Management explained that this shift is not necessarily negative. Earlier, the company was more focused on domestic APIs. As product registrations and approvals came through, overseas customers started ordering more N-1 intermediates linked to APIs. Management also said margins in export N-1 KSMs can be better than domestic APIs.

Future Multibagger?

The bullish argument for Anlon Healthcare is centered around scale, execution and strategic transformation. The company is rapidly moving from being a small niche API and pharmaceutical intermediates player into a broader integrated pharma platform. With existing capacity already nearing full utilisation, management has aggressively acted through greenfield expansion, Apiqo and Bizotic acquisitions, and now entry into finished dosage formulations through Remember India Health Links.
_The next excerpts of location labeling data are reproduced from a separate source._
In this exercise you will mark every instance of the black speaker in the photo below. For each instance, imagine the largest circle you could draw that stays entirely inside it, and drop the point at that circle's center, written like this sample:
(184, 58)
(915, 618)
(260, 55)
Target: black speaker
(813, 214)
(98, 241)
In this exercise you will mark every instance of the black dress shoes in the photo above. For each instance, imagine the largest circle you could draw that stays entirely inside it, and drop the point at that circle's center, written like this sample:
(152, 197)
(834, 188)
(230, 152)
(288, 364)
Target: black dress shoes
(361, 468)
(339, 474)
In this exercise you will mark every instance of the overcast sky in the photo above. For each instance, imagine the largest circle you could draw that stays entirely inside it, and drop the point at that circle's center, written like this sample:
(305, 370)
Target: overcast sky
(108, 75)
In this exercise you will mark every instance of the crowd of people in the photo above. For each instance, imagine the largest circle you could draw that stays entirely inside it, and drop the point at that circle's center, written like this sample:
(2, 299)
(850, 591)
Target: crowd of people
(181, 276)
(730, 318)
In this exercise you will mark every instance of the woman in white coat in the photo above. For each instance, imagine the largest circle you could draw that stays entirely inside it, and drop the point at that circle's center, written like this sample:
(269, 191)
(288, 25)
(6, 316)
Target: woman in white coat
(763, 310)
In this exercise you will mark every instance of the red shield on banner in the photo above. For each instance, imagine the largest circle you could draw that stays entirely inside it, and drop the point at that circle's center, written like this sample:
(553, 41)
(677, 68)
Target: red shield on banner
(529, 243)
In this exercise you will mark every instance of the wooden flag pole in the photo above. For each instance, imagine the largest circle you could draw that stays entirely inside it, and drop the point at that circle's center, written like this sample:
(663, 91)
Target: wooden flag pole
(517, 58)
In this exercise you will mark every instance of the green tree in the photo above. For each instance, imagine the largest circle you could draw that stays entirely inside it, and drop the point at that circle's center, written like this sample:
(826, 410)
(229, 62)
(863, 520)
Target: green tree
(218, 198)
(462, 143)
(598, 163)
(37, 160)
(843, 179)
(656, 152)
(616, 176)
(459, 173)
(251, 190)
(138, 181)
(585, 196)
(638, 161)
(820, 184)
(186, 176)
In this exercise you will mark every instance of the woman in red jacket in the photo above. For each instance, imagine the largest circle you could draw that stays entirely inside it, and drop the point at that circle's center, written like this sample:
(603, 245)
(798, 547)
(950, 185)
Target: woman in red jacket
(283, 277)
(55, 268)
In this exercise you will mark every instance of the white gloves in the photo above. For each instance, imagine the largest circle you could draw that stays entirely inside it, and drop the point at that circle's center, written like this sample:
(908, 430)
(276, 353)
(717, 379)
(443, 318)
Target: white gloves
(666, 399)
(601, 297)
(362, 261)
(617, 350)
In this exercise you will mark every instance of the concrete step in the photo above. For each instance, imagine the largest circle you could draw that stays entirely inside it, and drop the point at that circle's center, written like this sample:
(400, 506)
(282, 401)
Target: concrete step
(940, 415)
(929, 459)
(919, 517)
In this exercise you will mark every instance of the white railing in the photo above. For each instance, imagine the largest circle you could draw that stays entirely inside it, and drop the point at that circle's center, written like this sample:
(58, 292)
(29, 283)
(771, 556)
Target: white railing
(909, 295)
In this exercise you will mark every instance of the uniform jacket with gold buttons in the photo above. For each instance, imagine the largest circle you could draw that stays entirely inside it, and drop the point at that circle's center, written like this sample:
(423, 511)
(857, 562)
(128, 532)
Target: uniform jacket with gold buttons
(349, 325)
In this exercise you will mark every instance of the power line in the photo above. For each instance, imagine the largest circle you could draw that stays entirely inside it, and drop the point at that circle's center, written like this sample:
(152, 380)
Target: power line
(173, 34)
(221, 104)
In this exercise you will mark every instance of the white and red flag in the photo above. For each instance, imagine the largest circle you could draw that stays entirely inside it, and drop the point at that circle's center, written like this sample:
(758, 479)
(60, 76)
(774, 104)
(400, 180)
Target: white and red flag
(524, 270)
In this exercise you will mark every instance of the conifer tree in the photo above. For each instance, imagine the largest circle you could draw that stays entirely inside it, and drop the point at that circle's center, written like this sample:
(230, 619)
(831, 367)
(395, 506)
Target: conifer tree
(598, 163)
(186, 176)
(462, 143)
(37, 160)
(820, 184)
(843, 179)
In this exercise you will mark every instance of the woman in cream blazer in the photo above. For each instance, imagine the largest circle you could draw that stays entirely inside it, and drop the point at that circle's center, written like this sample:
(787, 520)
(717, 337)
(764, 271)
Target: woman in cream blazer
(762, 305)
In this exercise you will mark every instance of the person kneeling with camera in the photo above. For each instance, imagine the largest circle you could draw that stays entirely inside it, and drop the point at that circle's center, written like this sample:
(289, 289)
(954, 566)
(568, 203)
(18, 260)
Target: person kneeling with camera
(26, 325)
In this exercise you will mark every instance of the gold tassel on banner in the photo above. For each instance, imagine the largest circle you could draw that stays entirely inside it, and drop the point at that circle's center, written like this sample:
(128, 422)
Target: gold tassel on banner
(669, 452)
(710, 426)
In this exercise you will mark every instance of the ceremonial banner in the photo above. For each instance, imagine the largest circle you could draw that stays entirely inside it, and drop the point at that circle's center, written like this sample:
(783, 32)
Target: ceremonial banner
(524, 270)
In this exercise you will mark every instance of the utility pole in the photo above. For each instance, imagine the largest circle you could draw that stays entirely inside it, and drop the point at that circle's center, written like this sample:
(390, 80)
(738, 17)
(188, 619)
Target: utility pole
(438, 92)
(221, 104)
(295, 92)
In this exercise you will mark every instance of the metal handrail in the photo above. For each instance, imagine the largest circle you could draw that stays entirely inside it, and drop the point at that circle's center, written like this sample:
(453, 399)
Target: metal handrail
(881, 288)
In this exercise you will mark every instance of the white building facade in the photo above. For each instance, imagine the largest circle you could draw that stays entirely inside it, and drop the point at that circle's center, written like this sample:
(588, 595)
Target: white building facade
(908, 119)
If this strategy works as planned, Anlon could significantly expand both its manufacturing scale and value-chain participation over the next few years.
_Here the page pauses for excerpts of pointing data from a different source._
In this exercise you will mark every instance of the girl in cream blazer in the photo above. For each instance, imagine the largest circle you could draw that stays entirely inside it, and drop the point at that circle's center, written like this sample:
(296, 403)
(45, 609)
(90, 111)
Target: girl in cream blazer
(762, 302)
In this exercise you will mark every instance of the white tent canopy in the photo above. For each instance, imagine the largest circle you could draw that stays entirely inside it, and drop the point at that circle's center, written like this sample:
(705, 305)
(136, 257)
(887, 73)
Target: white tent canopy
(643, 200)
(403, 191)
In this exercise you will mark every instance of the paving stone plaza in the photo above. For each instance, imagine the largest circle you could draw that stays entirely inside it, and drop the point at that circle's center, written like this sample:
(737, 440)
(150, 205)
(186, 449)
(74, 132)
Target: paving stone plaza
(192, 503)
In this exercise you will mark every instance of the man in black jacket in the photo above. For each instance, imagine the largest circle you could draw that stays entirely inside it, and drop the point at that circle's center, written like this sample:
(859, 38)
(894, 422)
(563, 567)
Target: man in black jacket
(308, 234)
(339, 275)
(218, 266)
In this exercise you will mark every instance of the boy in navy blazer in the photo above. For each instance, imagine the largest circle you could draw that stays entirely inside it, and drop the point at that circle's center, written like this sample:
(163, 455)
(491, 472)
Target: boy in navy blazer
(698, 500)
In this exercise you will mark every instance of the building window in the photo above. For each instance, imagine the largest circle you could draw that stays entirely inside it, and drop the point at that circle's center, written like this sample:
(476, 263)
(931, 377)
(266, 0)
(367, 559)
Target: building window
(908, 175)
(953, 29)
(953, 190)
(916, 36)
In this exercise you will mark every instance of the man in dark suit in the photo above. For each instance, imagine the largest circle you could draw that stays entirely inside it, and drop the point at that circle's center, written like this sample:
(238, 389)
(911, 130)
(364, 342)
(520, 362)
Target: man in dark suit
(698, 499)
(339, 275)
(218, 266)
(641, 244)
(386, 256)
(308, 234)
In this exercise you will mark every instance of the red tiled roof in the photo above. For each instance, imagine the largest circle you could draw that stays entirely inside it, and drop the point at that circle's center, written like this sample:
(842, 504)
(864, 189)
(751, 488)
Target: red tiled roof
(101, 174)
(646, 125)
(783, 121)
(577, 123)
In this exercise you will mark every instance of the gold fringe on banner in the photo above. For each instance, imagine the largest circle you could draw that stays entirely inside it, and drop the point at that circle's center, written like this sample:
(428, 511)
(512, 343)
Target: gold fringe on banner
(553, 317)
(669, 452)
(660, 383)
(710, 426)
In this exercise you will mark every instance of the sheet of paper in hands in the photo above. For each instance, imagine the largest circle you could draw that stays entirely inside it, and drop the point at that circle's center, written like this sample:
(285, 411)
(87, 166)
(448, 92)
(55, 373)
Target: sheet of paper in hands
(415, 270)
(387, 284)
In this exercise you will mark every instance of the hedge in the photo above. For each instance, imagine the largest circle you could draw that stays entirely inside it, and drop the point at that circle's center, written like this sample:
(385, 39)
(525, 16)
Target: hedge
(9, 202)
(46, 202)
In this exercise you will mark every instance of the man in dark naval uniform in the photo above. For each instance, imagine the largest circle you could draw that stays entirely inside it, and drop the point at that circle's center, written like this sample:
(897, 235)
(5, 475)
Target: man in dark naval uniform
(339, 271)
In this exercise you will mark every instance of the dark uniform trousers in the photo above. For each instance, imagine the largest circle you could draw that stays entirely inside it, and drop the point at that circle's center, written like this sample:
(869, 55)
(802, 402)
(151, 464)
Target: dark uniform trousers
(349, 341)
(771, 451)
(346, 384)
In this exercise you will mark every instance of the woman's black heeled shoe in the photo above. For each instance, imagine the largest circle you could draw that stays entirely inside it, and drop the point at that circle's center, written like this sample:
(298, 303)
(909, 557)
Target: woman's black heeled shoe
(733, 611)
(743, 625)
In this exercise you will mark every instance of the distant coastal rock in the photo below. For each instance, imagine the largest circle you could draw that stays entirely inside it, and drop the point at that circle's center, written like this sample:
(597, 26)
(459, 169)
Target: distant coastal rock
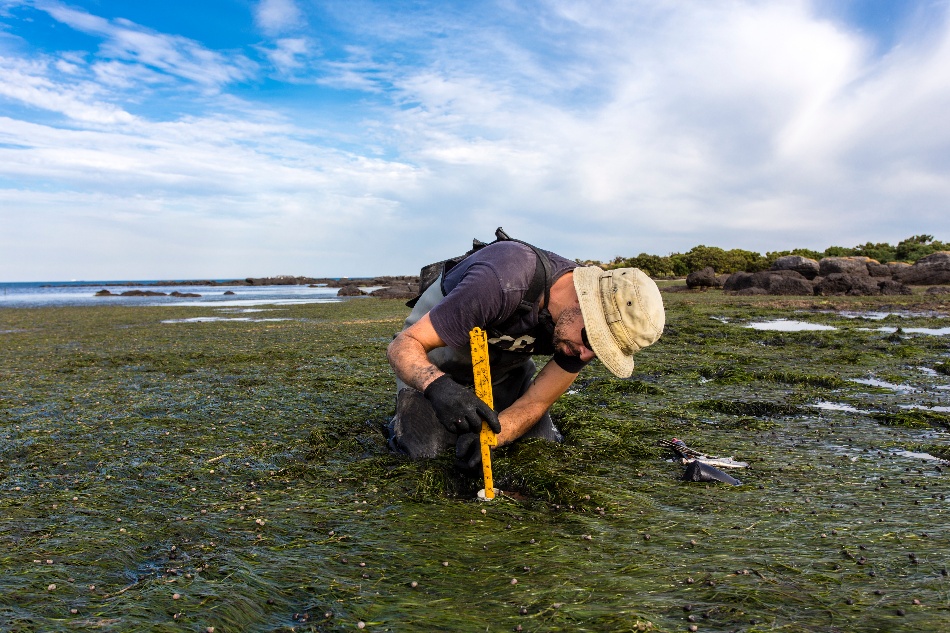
(389, 287)
(145, 293)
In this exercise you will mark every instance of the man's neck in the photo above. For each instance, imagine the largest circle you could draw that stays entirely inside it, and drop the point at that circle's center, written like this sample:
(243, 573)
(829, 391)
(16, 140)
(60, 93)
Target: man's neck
(563, 296)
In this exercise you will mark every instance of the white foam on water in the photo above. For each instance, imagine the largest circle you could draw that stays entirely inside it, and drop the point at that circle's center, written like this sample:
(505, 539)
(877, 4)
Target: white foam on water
(939, 409)
(219, 319)
(913, 455)
(874, 382)
(824, 405)
(939, 331)
(785, 325)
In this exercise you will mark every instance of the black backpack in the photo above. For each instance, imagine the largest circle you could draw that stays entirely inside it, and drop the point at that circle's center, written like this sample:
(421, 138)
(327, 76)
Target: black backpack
(539, 287)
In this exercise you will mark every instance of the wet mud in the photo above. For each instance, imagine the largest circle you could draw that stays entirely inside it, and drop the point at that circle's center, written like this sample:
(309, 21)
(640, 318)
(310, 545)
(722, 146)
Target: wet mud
(233, 474)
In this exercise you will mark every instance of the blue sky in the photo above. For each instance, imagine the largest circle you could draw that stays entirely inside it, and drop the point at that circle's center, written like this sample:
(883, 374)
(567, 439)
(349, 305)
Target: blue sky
(232, 138)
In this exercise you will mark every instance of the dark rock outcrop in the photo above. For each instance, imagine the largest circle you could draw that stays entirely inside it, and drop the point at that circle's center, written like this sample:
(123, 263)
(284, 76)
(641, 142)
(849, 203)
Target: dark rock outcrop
(847, 284)
(843, 266)
(891, 287)
(807, 268)
(705, 278)
(773, 282)
(142, 293)
(859, 285)
(738, 281)
(897, 268)
(876, 269)
(932, 270)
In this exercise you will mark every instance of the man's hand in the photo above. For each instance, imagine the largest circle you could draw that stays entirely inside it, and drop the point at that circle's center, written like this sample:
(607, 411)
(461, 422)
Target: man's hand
(468, 452)
(458, 409)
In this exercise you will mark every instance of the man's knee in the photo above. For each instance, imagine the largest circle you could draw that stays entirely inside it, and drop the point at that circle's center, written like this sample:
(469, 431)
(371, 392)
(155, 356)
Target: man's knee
(415, 430)
(545, 429)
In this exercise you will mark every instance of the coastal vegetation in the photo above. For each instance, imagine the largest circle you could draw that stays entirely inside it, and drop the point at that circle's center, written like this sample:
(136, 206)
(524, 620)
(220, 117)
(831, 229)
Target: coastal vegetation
(163, 473)
(738, 260)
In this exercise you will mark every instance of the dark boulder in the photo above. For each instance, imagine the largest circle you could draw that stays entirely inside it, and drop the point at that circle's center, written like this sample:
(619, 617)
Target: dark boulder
(891, 287)
(932, 270)
(738, 281)
(142, 293)
(807, 268)
(897, 268)
(843, 284)
(397, 291)
(705, 278)
(843, 266)
(783, 282)
(773, 282)
(350, 290)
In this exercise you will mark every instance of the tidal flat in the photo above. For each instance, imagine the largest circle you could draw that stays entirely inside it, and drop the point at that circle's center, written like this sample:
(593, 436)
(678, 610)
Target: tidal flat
(160, 471)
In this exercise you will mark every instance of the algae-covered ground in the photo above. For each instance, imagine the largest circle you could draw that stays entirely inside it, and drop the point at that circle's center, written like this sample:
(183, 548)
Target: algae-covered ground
(177, 476)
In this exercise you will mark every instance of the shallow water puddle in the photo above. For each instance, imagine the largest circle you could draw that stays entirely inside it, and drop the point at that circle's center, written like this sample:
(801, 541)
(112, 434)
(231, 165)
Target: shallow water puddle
(940, 409)
(915, 455)
(786, 325)
(942, 331)
(837, 406)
The company also has several strong long-term growth triggers. These include 21 DMF filings, expanding regulated market approvals across Europe, Brazil and China, planned US filings, around seven new API launches in FY27, and CDMO commercialisation for global innovator companies. Management’s 30 percent revenue CAGR target over three years, along with stable EBITDA guidance, suggests that Anlon could evolve into a much larger specialty pharma business if it successfully executes on expansion while maintaining margins and improving working capital.

The bearish view focuses primarily on execution complexity and financial discipline. Anlon is attempting multiple transformations simultaneously, including large-scale capacity expansion, acquisition integration, backward integration, CDMO commercialisation, new API launches and finished formulation expansion. For a relatively small company, this creates substantial operational and managerial pressure.

Working capital remains one of the biggest concerns. Receivable cycles have been elevated, and while management has outlined plans to reduce working capital days and improve cash flow, failure to deliver on these goals could strain the balance sheet. In addition, aggressive expansion can increase integration risk, debt dependence and operational bottlenecks. If customer demand, regulatory approvals, or execution timelines fall short, growth expectations may moderate sharply.